In the last 10 years, hedge fund investor Adam Wyden made his investors 11 times richer, and made $100 million for himself, by uncovering hidden stock gems. His biggest worry? That his father, Oregon Senator Ron Wyden, will tax his gains to death
Adam Wyden’s hunt for hidden gems like Ferrari has given him a leg up on the S&P 500. In his Miami garage, however, he prefers Porsches. (He has no interest in the stock of Porsche’s parent, VW. It’s government-backed and made by a unionised workforce.)
Image: Mary Beth Koeth for Forbes
From the sun-drenched house he’s renting in the ritzy Miami enclave of Bay Harbor Island, Adam Wyden is livid at the news crossing his Bloomberg terminal. It’s April 22, and markets are sinking on a report that President Biden aims to raise capital-gains tax rates to 39.6 percent for high earners, effectively doubling the rate for rich investors.
“It’s anti-American!” Wyden bellows. “I’m very disappointed with American governance right now. Do you think any of these guys actually know what they’re doing?”
For an answer, Wyden could ask his father, Senator Ron Wyden, a Democrat from Oregon and chairman of the powerful Senate Finance Committee. The elder Wyden is a tax-the-rich champion who dubbed former President Trump’s corporate tax cuts a “partisan tax scam”. His son, by contrast, isn’t registered with either political party but is instead a card-carrying member of the Benjamin Graham party, with a dogged devotion to finding undervalued stocks. And his record to date has been nothing short of staggering.
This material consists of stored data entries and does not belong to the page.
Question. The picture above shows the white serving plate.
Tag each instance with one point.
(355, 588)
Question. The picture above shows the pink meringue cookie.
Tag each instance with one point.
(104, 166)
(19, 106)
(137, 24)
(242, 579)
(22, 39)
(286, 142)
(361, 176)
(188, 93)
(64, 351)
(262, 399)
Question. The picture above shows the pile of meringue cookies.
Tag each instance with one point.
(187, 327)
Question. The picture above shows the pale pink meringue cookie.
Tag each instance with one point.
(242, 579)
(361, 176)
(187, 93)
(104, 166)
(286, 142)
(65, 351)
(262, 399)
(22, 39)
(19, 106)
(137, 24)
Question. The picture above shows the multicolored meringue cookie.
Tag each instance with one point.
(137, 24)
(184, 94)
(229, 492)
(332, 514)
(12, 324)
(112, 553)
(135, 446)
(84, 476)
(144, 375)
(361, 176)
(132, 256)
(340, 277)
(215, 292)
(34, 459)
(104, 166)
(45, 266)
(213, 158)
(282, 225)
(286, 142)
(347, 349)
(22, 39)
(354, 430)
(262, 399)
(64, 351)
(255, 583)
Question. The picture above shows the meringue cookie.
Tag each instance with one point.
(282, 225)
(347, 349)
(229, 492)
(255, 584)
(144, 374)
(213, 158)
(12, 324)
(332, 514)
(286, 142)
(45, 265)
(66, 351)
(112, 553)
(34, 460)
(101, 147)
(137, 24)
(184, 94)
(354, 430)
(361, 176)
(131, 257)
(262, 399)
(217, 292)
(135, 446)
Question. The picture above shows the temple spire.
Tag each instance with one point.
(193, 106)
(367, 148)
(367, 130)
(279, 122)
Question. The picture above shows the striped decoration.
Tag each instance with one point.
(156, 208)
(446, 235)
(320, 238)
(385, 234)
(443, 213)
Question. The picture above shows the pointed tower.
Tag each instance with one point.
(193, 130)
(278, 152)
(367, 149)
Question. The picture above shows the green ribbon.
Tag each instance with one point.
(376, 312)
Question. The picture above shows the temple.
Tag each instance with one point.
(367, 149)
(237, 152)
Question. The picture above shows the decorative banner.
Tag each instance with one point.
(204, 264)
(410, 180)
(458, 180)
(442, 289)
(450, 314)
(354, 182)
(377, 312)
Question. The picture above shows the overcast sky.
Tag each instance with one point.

Over the past decade, the younger Wyden, 37, has grown his bar mitzvah money and personal savings into a $350 million hedge fund in which his share is now worth $100 million. Through his Miami-based ADW Capital Partners, Wyden has proven his mettle as a deep value investor buying companies full of underappreciated assets. He hunts far from the picked-over S&P 500, preferring micro- and small-cap stocks mostly ignored by analysts and large hedge funds. Since inception in January 2011, Wyden’s ADW has returned nearly 28 percent annualised after fees, roughly double the S&P 500, making investors about 11 times their money in a decade.